Speaking & Theorizing from the Disciplinary Margins

 



Dr. Geeta Chowdhry (Professor, Political Science and Director, Ethnic Studies at Northern Arizona University, US)


Topic: “Race(ing) International Relations: Postcolonialism, Contrapuntality and Transformative Possibilities.”


Date: Thursday, 12 October 2006



VIDEO   AUDIO   PODCAST



Co-sponsored by the Women’s Studies Program.


Abstract: Although critical to the formation of the modern world, the concept of ‘race’ in international relations (IR) has been largely neglected. ‘Contrapuntality’, a term that the late Edward Said borrowed from Western Classical music and used to highlight a methodology for knowledge production, is a useful tool for interrogating the absence of race in IR. Building on the work of recent postcolonial and other scholars, I suggest that a contrapuntal reading of concepts such as sovereignty, state, culture, identity, hegemony and resistance reveals that race and gender have been central to the construction of ‘international subjects’ and ‘international relations.’ In addition, I suggest that an engagement with race and the revisioning of received knowledge it enables, opens up transformative possibilities for international relations.


Bio: Geeta Chowdhry is a Professor of Political Science and Director of Ethnic Studies at Northern Arizona University. Her research interests include international relations theory, international political economy, political economy of development, global race and ethnic politics, postcolonial theory, nonviolence and social change, and South Asia.
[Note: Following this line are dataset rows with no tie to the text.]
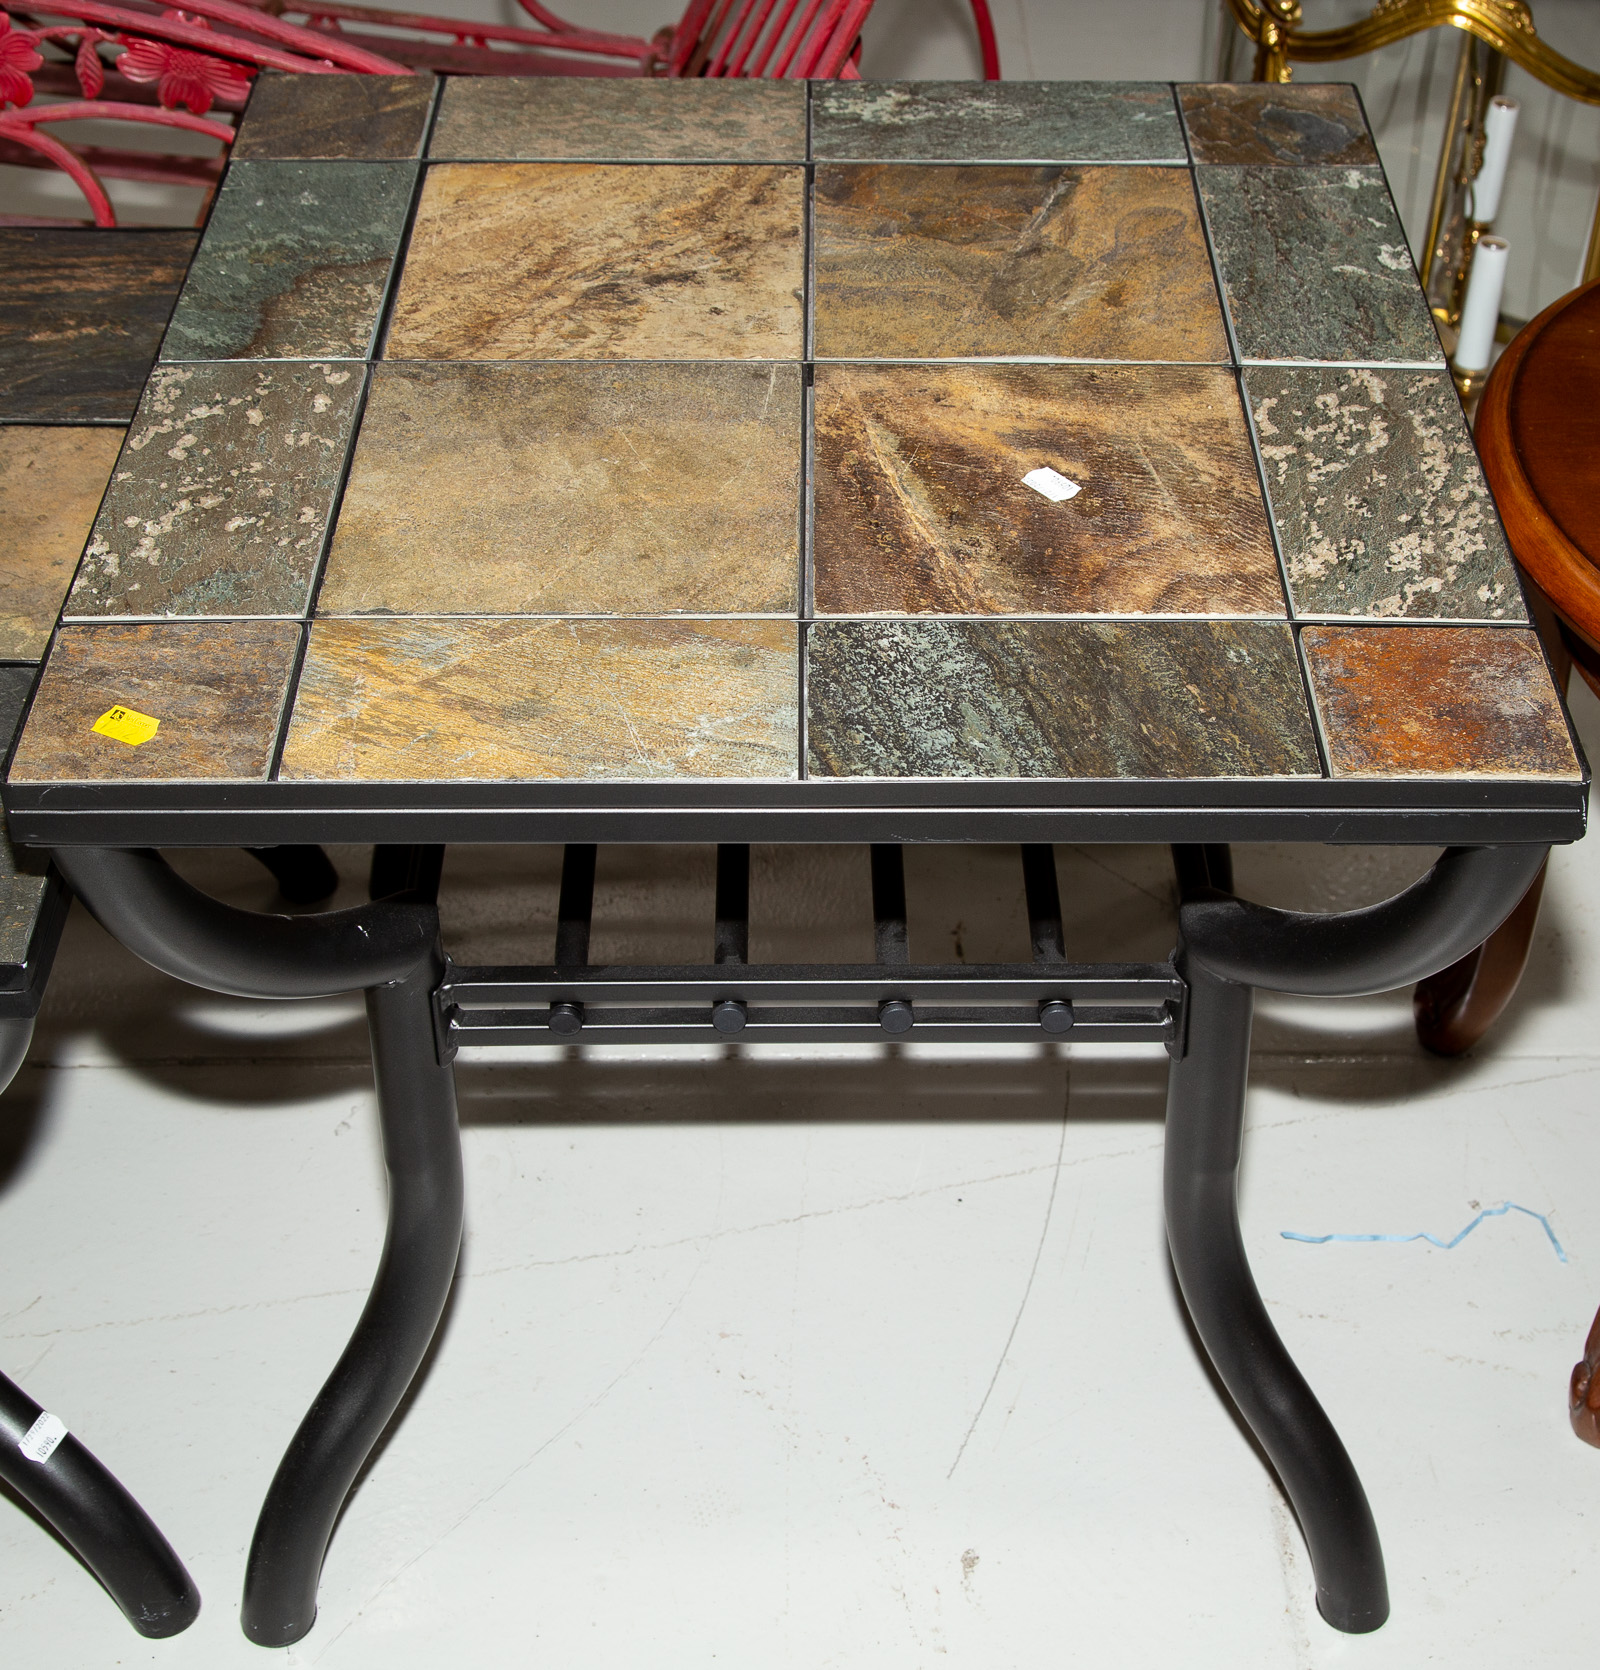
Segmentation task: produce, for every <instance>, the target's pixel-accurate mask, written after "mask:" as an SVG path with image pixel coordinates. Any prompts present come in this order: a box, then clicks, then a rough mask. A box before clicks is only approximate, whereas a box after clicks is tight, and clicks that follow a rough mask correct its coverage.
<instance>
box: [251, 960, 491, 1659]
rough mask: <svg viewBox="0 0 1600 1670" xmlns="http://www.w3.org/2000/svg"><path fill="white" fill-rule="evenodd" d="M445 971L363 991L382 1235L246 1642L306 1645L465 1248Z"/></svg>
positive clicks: (265, 1508)
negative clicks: (382, 1202)
mask: <svg viewBox="0 0 1600 1670" xmlns="http://www.w3.org/2000/svg"><path fill="white" fill-rule="evenodd" d="M443 974H444V969H443V964H438V962H429V964H426V965H424V967H423V969H419V970H418V972H416V974H413V975H409V977H408V979H406V980H401V982H397V984H394V985H379V987H374V989H372V990H369V992H367V1024H369V1027H371V1030H372V1067H374V1072H376V1077H377V1106H379V1114H381V1117H382V1136H384V1164H386V1167H387V1172H389V1231H387V1236H386V1239H384V1251H382V1258H381V1261H379V1266H377V1278H376V1281H374V1283H372V1293H371V1298H369V1299H367V1304H366V1309H364V1311H362V1313H361V1321H359V1323H356V1331H354V1334H351V1343H349V1344H347V1346H346V1348H344V1356H341V1358H339V1363H337V1364H336V1368H334V1371H332V1374H331V1376H329V1378H327V1384H326V1386H324V1388H322V1391H321V1393H317V1399H316V1403H312V1406H311V1409H309V1411H307V1414H306V1420H304V1421H302V1423H301V1428H299V1431H297V1433H296V1435H294V1440H292V1441H291V1445H289V1450H287V1451H286V1453H284V1460H282V1461H281V1463H279V1468H277V1476H276V1478H274V1480H272V1488H271V1490H269V1491H267V1500H266V1503H262V1510H261V1518H259V1520H257V1521H256V1540H254V1541H252V1543H251V1558H249V1565H247V1566H246V1576H244V1613H242V1623H244V1633H246V1635H247V1637H249V1638H251V1640H252V1642H256V1643H257V1645H259V1647H287V1645H291V1643H292V1642H297V1640H301V1637H304V1635H306V1632H307V1630H309V1628H311V1627H312V1623H314V1622H316V1617H317V1578H319V1575H321V1570H322V1555H324V1551H326V1548H327V1540H329V1536H331V1535H332V1528H334V1520H336V1518H337V1516H339V1508H341V1506H342V1505H344V1498H346V1495H347V1493H349V1488H351V1485H352V1483H354V1480H356V1473H357V1471H359V1470H361V1463H362V1461H366V1458H367V1453H369V1451H371V1448H372V1445H374V1443H376V1441H377V1436H379V1433H381V1431H382V1430H384V1426H386V1425H387V1423H389V1416H391V1414H392V1413H394V1409H396V1406H397V1404H399V1401H401V1398H403V1396H404V1393H406V1388H408V1386H409V1384H411V1376H413V1374H414V1373H416V1369H418V1364H419V1363H421V1361H423V1353H424V1351H426V1349H428V1343H429V1341H431V1339H433V1333H434V1328H436V1326H438V1323H439V1314H441V1313H443V1309H444V1299H446V1298H448V1294H449V1284H451V1278H453V1276H454V1271H456V1256H458V1253H459V1247H461V1202H463V1196H461V1142H459V1137H458V1132H456V1087H454V1079H453V1075H451V1070H449V1067H441V1065H439V1062H438V1060H436V1057H434V1042H433V1017H431V997H433V990H434V987H436V985H438V984H439V979H441V977H443Z"/></svg>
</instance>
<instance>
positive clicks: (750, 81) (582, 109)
mask: <svg viewBox="0 0 1600 1670" xmlns="http://www.w3.org/2000/svg"><path fill="white" fill-rule="evenodd" d="M428 155H429V157H483V159H493V160H508V162H509V160H526V162H805V87H803V85H802V83H800V82H758V80H730V78H727V77H718V78H713V80H705V78H700V80H695V78H690V80H665V78H663V80H656V78H638V80H635V78H631V77H616V78H603V80H595V78H590V77H583V78H571V80H568V78H566V77H558V75H459V77H453V78H451V80H448V82H446V83H444V92H443V95H441V99H439V120H438V124H436V125H434V132H433V139H431V140H429V144H428Z"/></svg>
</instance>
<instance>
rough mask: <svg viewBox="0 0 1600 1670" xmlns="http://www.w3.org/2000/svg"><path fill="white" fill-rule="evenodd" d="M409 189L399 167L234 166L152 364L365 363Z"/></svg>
mask: <svg viewBox="0 0 1600 1670" xmlns="http://www.w3.org/2000/svg"><path fill="white" fill-rule="evenodd" d="M414 184H416V165H414V164H409V162H235V164H234V165H232V167H230V169H229V170H227V179H225V180H224V184H222V190H220V192H219V194H217V204H215V207H214V209H212V212H210V222H209V224H207V227H205V237H204V239H202V242H200V249H199V254H197V256H195V257H194V266H192V267H190V269H189V282H187V284H185V286H184V294H182V296H179V301H177V309H175V311H174V314H172V324H170V326H169V327H167V337H165V341H164V342H162V349H160V357H162V359H164V361H174V359H262V357H266V359H362V357H366V354H367V349H369V347H371V342H372V329H374V327H376V324H377V312H379V309H381V307H382V299H384V289H386V287H387V284H389V269H391V267H392V266H394V256H396V251H397V249H399V240H401V234H403V232H404V229H406V210H408V209H409V207H411V187H413V185H414Z"/></svg>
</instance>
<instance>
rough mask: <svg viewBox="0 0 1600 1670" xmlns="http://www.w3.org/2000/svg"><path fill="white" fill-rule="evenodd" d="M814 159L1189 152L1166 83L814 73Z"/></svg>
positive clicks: (1087, 159)
mask: <svg viewBox="0 0 1600 1670" xmlns="http://www.w3.org/2000/svg"><path fill="white" fill-rule="evenodd" d="M812 155H813V157H815V159H817V160H818V162H1179V164H1184V162H1187V160H1189V157H1187V152H1186V150H1184V135H1182V129H1181V127H1179V122H1177V110H1176V109H1174V105H1172V89H1171V87H1169V85H1167V83H1166V82H817V83H815V85H813V89H812Z"/></svg>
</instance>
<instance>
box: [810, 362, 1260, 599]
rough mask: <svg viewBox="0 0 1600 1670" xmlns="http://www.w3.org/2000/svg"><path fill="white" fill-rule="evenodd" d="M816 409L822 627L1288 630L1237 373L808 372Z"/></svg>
mask: <svg viewBox="0 0 1600 1670" xmlns="http://www.w3.org/2000/svg"><path fill="white" fill-rule="evenodd" d="M813 402H815V407H813V409H815V434H817V441H815V458H813V478H815V521H813V533H812V551H813V564H815V581H813V590H815V605H817V613H818V615H1102V613H1111V615H1172V613H1186V615H1196V613H1197V615H1278V616H1283V615H1284V601H1283V584H1281V581H1279V578H1278V558H1276V554H1274V551H1273V538H1271V533H1269V529H1268V523H1266V508H1264V506H1263V503H1261V488H1259V484H1258V478H1256V463H1254V456H1253V454H1251V446H1249V431H1248V428H1246V423H1244V409H1243V406H1241V402H1239V391H1238V386H1236V382H1234V377H1233V372H1231V371H1223V369H1213V367H1203V366H818V367H817V386H815V394H813ZM1041 468H1047V469H1054V471H1057V473H1059V474H1062V476H1066V478H1067V479H1069V481H1071V483H1074V484H1076V486H1077V488H1079V493H1077V494H1076V496H1074V498H1069V499H1066V501H1062V503H1052V501H1051V499H1047V498H1046V496H1044V494H1041V493H1037V491H1035V489H1034V488H1030V486H1027V484H1025V481H1024V478H1025V476H1027V474H1029V473H1030V471H1035V469H1041Z"/></svg>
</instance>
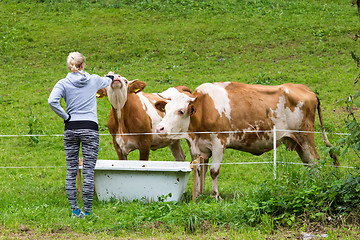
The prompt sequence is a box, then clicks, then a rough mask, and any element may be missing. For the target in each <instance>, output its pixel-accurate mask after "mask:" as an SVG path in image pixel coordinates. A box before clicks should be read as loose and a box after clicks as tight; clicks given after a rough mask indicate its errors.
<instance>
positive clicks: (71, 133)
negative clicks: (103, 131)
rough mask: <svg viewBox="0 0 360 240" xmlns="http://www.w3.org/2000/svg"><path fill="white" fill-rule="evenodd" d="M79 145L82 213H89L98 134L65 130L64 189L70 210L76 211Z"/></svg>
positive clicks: (91, 192)
mask: <svg viewBox="0 0 360 240" xmlns="http://www.w3.org/2000/svg"><path fill="white" fill-rule="evenodd" d="M80 143H81V145H82V154H83V159H84V165H83V176H84V183H83V198H84V211H85V212H91V210H92V202H93V195H94V169H95V164H96V160H97V156H98V150H99V132H98V131H96V130H91V129H75V130H65V133H64V147H65V155H66V163H67V173H66V183H65V187H66V194H67V197H68V200H69V203H70V207H71V210H76V209H78V205H77V196H76V194H77V189H76V175H77V172H78V169H79V150H80Z"/></svg>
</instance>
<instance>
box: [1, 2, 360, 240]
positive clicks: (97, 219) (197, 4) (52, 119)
mask: <svg viewBox="0 0 360 240" xmlns="http://www.w3.org/2000/svg"><path fill="white" fill-rule="evenodd" d="M0 20H1V22H2V24H1V25H0V32H1V33H2V34H1V37H0V53H1V56H2V57H1V58H0V65H1V67H0V109H1V111H0V117H1V121H0V126H1V128H0V134H1V135H18V134H19V135H27V134H41V135H43V134H44V135H46V136H41V137H36V136H34V137H30V138H29V137H10V136H5V137H4V136H2V137H0V182H1V184H0V236H1V237H2V236H5V237H15V238H16V237H21V236H23V235H25V236H26V235H29V234H31V236H34V238H36V237H37V236H42V237H43V238H56V237H63V238H73V237H74V236H75V237H79V238H112V237H124V238H131V237H133V238H146V237H154V236H155V237H158V238H161V239H174V238H178V239H184V238H186V237H188V238H192V239H197V238H198V239H203V238H229V239H235V238H241V239H254V238H255V239H263V238H266V237H271V238H286V237H290V238H296V237H299V236H300V235H301V232H316V233H317V232H322V233H327V234H328V236H329V238H330V239H337V238H348V239H351V238H353V239H356V238H358V237H359V217H358V216H359V198H358V196H359V189H360V186H359V181H360V179H359V177H360V176H359V170H358V167H359V163H360V161H359V158H358V156H357V154H358V151H359V146H358V142H359V141H358V137H359V133H358V132H359V131H358V126H359V124H358V122H357V119H358V107H359V104H358V99H359V98H358V95H359V92H358V89H357V85H354V84H353V79H354V76H356V75H357V74H358V69H356V66H355V65H354V61H353V59H352V58H351V52H353V56H356V55H359V53H358V52H357V50H356V46H357V45H356V44H357V43H356V42H355V43H354V40H353V39H352V38H350V37H349V34H351V35H353V34H354V33H356V31H357V30H358V23H359V21H358V15H357V14H356V10H355V8H354V7H351V2H350V1H345V2H344V1H340V0H333V1H323V0H320V1H304V0H294V1H285V0H280V1H275V0H225V1H220V0H215V1H210V0H201V1H190V0H168V1H162V0H140V1H133V0H122V1H115V0H92V1H84V0H76V1H75V0H60V1H52V0H38V1H31V0H26V1H15V0H3V1H0ZM354 44H355V45H354ZM354 46H355V47H354ZM354 49H355V50H354ZM70 51H80V52H82V53H83V54H84V55H85V56H86V64H87V65H86V70H87V71H88V72H90V73H96V74H99V75H102V74H106V73H107V72H108V71H110V70H112V71H114V72H117V73H120V74H121V75H123V76H125V77H127V78H128V79H135V78H138V79H140V80H143V81H145V82H146V83H147V87H146V88H145V91H147V92H160V91H163V90H165V89H167V88H168V87H171V86H175V85H187V86H189V87H190V88H191V89H194V88H195V87H196V86H198V85H199V84H201V83H204V82H215V81H239V82H244V83H256V84H271V85H275V84H282V83H285V82H293V83H302V84H306V85H307V86H309V87H310V88H311V89H312V90H313V91H314V92H316V93H317V94H318V95H319V97H320V99H321V103H322V108H323V115H324V118H325V126H326V129H327V131H328V132H329V138H330V141H331V142H332V143H337V142H339V141H340V142H339V143H338V144H337V145H336V146H335V147H337V148H338V150H339V152H340V149H341V144H343V143H345V145H344V146H345V148H342V149H346V147H349V149H353V150H355V151H348V152H347V153H346V154H345V155H343V156H342V157H341V158H340V163H341V165H342V166H349V167H354V168H337V169H334V168H333V167H330V166H329V164H330V163H331V161H330V159H329V158H328V155H327V153H326V152H320V155H321V164H320V165H319V166H318V167H315V168H306V167H303V166H302V165H294V164H292V162H295V163H300V160H299V158H298V156H297V155H296V153H294V152H287V151H286V150H285V148H283V147H281V148H279V149H278V159H280V161H281V162H282V163H281V164H279V166H278V169H277V176H278V178H277V179H276V180H273V179H272V178H273V176H272V174H273V168H272V167H271V166H270V165H266V164H258V165H240V164H241V163H245V162H259V161H271V160H272V153H267V154H264V155H262V156H260V157H255V156H252V155H250V154H246V153H242V152H237V151H232V150H226V152H225V158H224V162H225V164H224V165H223V166H222V172H221V174H220V180H219V191H220V194H221V196H222V198H223V200H222V201H215V200H213V199H212V198H210V197H209V196H208V195H209V192H210V188H211V186H210V185H211V184H210V183H211V180H210V177H209V176H207V179H206V188H205V195H202V196H200V197H199V198H198V201H197V204H193V203H192V202H191V201H190V195H191V191H192V186H191V179H190V181H189V184H188V188H187V191H186V194H185V196H184V200H182V201H180V202H179V203H175V202H166V201H159V202H154V203H148V204H147V203H142V202H127V203H121V202H118V201H111V202H101V201H98V200H97V199H95V201H94V211H95V213H96V214H97V215H98V218H88V219H87V220H85V221H78V220H77V219H72V218H70V217H69V216H70V211H69V209H68V203H67V199H66V193H65V189H64V181H65V171H66V168H65V161H64V151H63V142H62V137H61V134H62V132H63V122H62V121H61V120H60V119H59V118H58V117H57V116H56V115H55V114H54V113H53V112H52V111H51V110H50V109H49V107H48V104H47V98H48V95H49V93H50V90H51V88H52V87H53V86H54V85H55V83H56V81H57V80H59V79H61V78H62V77H64V76H65V74H66V73H67V69H66V65H65V60H66V57H67V55H68V53H69V52H70ZM354 93H355V94H354ZM347 96H352V97H351V98H350V99H349V98H348V97H347ZM344 98H346V101H345V102H343V103H341V104H336V103H337V102H338V101H339V100H341V99H344ZM109 109H110V105H109V103H108V101H107V100H106V99H102V100H98V116H99V124H100V132H101V133H102V134H107V133H108V130H107V127H106V122H107V118H108V114H109ZM348 111H350V112H348ZM349 113H350V115H349ZM344 120H346V121H347V122H345V121H344ZM316 128H317V130H320V128H319V126H318V125H317V126H316ZM348 130H349V131H350V133H352V135H348V136H346V137H345V138H344V139H345V140H343V135H338V134H337V133H343V132H344V133H347V132H348ZM58 134H59V136H58ZM315 141H316V146H317V148H318V149H320V148H321V146H323V145H324V143H323V140H322V137H321V135H320V134H315ZM100 142H101V143H100V150H99V158H100V159H116V158H117V157H116V153H115V151H114V150H113V147H112V143H111V142H112V141H111V137H110V136H108V135H102V136H101V139H100ZM183 147H184V149H185V151H186V155H187V159H188V160H189V159H190V156H189V152H188V148H187V145H186V143H185V142H183ZM170 156H171V153H170V151H169V150H168V149H161V150H157V151H155V152H152V153H151V156H150V159H151V160H153V161H158V160H162V161H165V160H171V157H170ZM129 158H130V159H137V158H138V153H137V152H133V153H131V155H130V157H129ZM226 163H235V164H239V165H232V164H229V165H226ZM3 167H7V168H3ZM165 198H166V196H164V199H165ZM289 232H291V233H289Z"/></svg>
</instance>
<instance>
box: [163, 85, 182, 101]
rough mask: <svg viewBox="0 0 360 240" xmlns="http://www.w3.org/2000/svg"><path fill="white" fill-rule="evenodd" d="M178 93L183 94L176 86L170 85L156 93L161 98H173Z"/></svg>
mask: <svg viewBox="0 0 360 240" xmlns="http://www.w3.org/2000/svg"><path fill="white" fill-rule="evenodd" d="M179 94H183V93H181V92H179V91H178V90H177V89H176V88H174V87H171V88H169V89H167V90H165V91H163V92H161V93H158V95H159V96H160V97H161V98H164V99H167V100H171V99H173V98H174V97H175V96H177V95H179Z"/></svg>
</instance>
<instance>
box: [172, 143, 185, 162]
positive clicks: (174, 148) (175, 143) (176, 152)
mask: <svg viewBox="0 0 360 240" xmlns="http://www.w3.org/2000/svg"><path fill="white" fill-rule="evenodd" d="M169 148H170V151H171V153H172V155H173V156H174V159H175V160H176V161H181V162H183V161H185V153H184V150H183V149H182V147H181V142H180V140H176V141H175V142H174V143H173V144H171V145H169Z"/></svg>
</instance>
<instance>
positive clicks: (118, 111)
mask: <svg viewBox="0 0 360 240" xmlns="http://www.w3.org/2000/svg"><path fill="white" fill-rule="evenodd" d="M107 91H108V98H109V102H110V103H111V105H112V107H113V108H114V109H115V112H116V115H117V118H118V121H119V122H121V116H122V114H121V112H122V109H123V107H124V105H125V103H126V100H127V92H126V91H127V89H123V88H121V89H112V88H109V89H108V90H107Z"/></svg>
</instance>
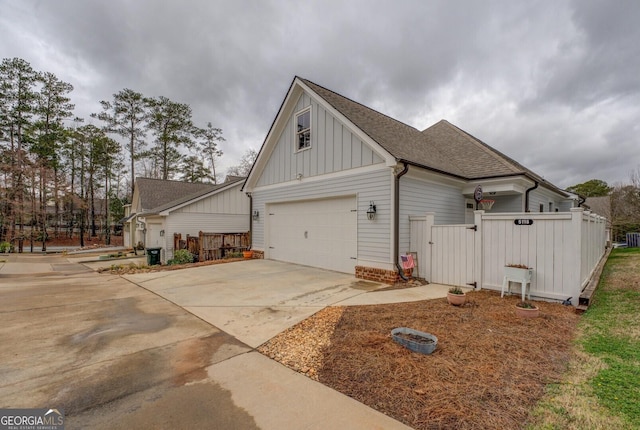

Her most recent publications include a co-edited book Power, Postcolonialism and International Relations: Reading Race, Gender, and Class (Routledge 2002, paperback 2004), and several articles and chapters including (with Mark Beeman) “Situating Colonialism, Race and Punishment” in Mary Bosworth and Jeanne Flavin (eds.) From Slavery to Globalization: How Race and Gender Shape Punishment in America (Rutgers University Press, 2006) and “Postcolonial Readings of Child Labour in a Globalized Economy,” in Geoffrey Underhill and Richard Stubbs (eds.) Political Economy and the Changing Global Order (Oxford University Press 2005).